The next day he made a point of driving into Boston. After lunch he drove to the college. Instead of waiting in the anteroom as he usually did, he asked the secretary to tell the president that he wanted to see him, and a few minutes later he was ushered into the office.

“I got the agenda for the Board of Trustees meeting yesterday, and I thought I'd drop by and see if I could be of any help to you on any of the items you're particularly interested in and want to be sure of passing.”

“Well, that's very kind of you, Cyrus. I can't think of anything at the moment. Over the last few months I've heard from various members of the board, and there seems to be pretty general agreement.”

“I notice the first item, the change of name, that calls for a two-thirds majority. Is there, er—general agreement on that?”

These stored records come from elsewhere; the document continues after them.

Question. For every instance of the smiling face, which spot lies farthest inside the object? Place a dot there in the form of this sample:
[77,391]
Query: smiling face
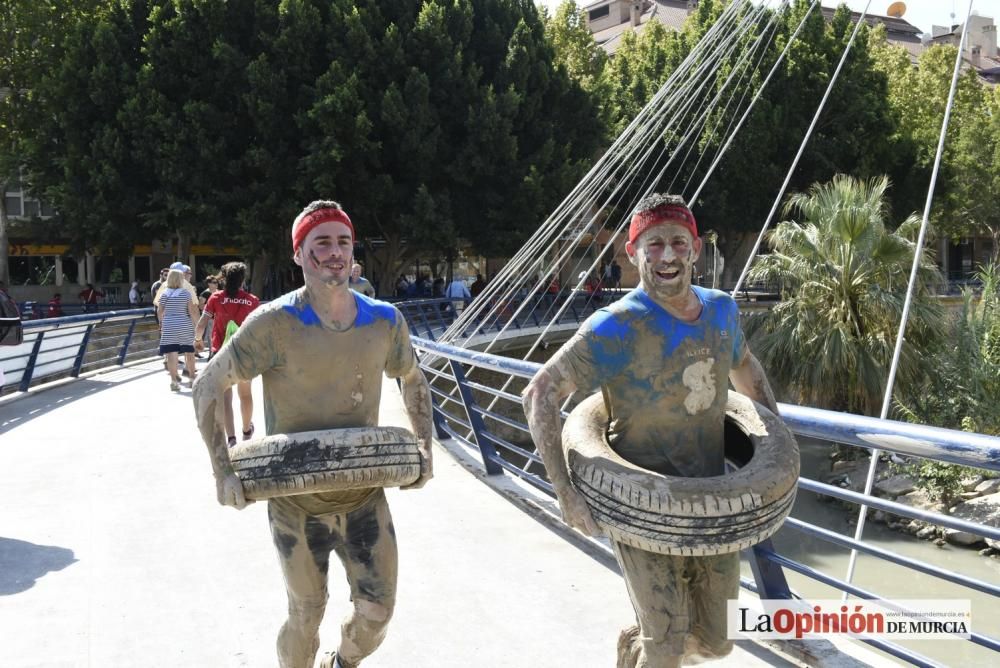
[326,253]
[664,255]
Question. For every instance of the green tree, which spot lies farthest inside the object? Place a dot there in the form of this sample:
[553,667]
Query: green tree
[575,48]
[967,197]
[30,44]
[444,124]
[843,278]
[79,152]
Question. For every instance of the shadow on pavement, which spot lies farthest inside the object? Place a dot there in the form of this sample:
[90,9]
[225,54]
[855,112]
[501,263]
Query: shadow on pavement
[39,403]
[23,563]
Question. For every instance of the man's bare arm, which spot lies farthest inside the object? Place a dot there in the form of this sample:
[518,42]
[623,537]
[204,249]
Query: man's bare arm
[541,400]
[417,399]
[749,379]
[208,393]
[199,331]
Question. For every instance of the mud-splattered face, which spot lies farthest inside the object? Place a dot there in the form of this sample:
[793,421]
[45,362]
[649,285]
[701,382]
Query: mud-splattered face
[326,254]
[664,256]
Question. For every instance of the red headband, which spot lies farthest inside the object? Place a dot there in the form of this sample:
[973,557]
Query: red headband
[304,224]
[674,213]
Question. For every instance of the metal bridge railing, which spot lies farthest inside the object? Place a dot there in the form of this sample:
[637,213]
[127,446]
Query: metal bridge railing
[469,407]
[55,348]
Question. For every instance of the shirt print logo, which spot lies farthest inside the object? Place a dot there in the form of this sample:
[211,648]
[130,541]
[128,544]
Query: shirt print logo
[701,381]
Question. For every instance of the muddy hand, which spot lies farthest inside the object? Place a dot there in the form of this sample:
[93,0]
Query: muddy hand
[426,466]
[576,513]
[230,492]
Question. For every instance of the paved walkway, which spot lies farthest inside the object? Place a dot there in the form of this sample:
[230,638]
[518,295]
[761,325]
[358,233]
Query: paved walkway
[113,552]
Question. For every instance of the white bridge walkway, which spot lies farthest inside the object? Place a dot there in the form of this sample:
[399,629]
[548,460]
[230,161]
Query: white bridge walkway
[113,552]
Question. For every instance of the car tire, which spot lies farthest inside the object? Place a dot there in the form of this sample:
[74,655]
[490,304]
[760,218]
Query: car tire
[687,516]
[330,460]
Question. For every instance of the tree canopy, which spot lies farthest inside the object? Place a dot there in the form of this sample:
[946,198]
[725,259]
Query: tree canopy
[431,122]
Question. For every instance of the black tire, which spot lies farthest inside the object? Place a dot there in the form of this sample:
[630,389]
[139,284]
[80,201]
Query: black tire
[330,460]
[687,516]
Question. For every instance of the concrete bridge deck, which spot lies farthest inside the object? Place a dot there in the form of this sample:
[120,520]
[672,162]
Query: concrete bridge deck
[113,552]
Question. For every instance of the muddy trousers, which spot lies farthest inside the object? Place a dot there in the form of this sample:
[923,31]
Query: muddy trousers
[365,542]
[680,607]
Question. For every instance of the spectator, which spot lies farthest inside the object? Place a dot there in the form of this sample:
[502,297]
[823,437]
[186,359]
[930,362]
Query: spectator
[224,312]
[55,306]
[459,295]
[155,287]
[212,284]
[402,286]
[359,283]
[88,296]
[478,286]
[177,309]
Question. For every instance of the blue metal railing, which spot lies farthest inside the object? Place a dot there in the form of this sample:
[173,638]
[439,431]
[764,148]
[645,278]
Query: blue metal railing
[469,407]
[56,348]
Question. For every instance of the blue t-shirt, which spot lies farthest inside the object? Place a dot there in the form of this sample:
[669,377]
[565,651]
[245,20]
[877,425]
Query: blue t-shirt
[664,381]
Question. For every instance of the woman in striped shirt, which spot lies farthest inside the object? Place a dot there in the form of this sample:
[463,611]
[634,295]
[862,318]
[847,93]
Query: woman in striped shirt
[177,309]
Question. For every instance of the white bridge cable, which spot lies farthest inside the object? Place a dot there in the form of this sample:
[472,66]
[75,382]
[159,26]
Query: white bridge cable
[917,253]
[713,80]
[544,281]
[596,180]
[739,126]
[801,151]
[637,138]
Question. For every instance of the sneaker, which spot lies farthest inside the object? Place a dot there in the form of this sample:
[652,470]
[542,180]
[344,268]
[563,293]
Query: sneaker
[330,660]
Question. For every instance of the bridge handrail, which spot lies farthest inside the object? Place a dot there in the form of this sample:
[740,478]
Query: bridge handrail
[458,415]
[70,345]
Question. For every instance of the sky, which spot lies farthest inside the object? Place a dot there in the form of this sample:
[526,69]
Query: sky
[920,13]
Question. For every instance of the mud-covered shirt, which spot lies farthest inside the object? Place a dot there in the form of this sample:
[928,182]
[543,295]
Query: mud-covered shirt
[318,378]
[664,380]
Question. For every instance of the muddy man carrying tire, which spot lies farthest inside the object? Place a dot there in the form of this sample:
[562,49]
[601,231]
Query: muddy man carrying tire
[322,351]
[660,357]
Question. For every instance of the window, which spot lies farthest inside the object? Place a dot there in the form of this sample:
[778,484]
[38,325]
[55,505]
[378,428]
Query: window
[599,13]
[32,270]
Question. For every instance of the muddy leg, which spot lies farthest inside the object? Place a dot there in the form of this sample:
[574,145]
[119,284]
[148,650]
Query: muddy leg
[715,580]
[658,589]
[370,562]
[246,403]
[303,543]
[227,404]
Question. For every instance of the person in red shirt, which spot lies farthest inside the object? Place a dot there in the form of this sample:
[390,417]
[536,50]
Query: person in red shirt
[232,304]
[89,297]
[55,306]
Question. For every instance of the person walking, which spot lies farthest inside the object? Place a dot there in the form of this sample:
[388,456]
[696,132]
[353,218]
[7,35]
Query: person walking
[322,351]
[177,311]
[88,296]
[224,312]
[359,283]
[660,356]
[55,306]
[459,294]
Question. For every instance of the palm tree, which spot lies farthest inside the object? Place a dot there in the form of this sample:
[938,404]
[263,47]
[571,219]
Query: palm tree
[843,277]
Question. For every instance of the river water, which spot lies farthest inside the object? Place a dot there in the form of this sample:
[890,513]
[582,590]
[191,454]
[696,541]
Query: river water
[883,578]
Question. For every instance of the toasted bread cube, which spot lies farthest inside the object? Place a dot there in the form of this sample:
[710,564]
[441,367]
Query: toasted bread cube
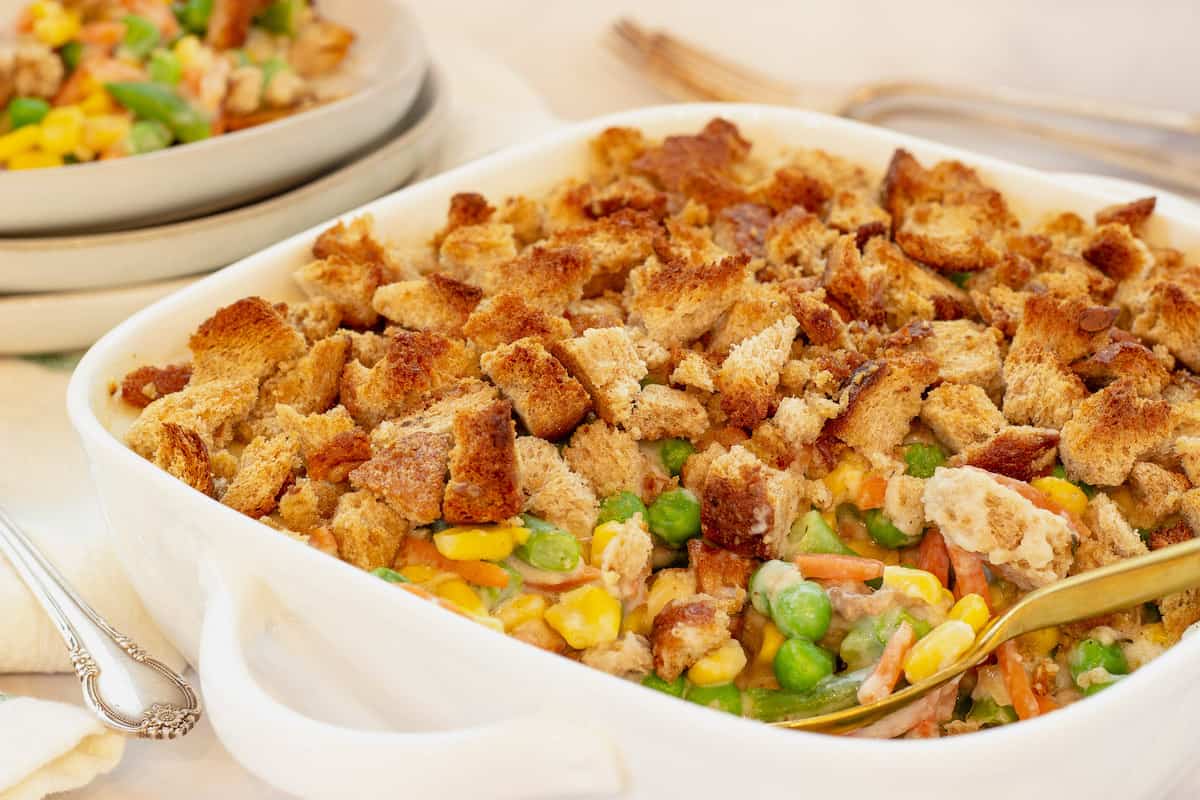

“Anything that calls for a two-thirds majority is an iffy thing. I put it in because one of the board members suggested we vote on it again.”

“That was Levine, I suppose, who made the suggestion, I mean.”

“No … I haven't spoken to Mark in some time. I think it was Raymond Oliver who suggested it. He came to see me because he was concerned about the course in Medieval History and the man who's giving it, a George Spenser, friend of his, I think, or a relative. The History Department put up his name for tenure. Know anything about it?”

“Spenser? No, Professor Sherwood hasn't given me the names of the History candidates yet. Actually, the names go to the dean and he passes them on to me as soon as he gets them.”

“How about the other departments?” Macomber said. “How about the English Department?”

“No, I haven't heard from Sugrue yet. Is there any urgency?”

“Not really. I won't be announcing the appointments until after the board meeting. Because sometimes the board approves an item that involves a sizable increase in our expenditure, and as a result the money involved in the salary increases that go with tenure just aren't there.”

As he left the president's office, Cyrus Merton tried to assess what he had learned, if anything, from the meeting. Macomber had said nothing about the name change, except that the chances were iffy. Did that mean that he thought he had the necessary votes, but wasn't sure? And then he had shifted the conversation to the matter of tenure. And he had asked specifically about the English Department. Why not the Math or the Physics or the Sociology departments? Was he, perhaps, hinting that if Merton wanted tenure for Victor Joyce, he'd better vote the right way on the change of name?

He would have liked to consult with other members of the board, but he had never become friendly with any of them. They were polite to him when they met at the quarterly meetings, but that was all. Most were from old New England families, and their money was old money. Their values were different, and so were their interests. And they were all college men, graduates of New England colleges, for the most part.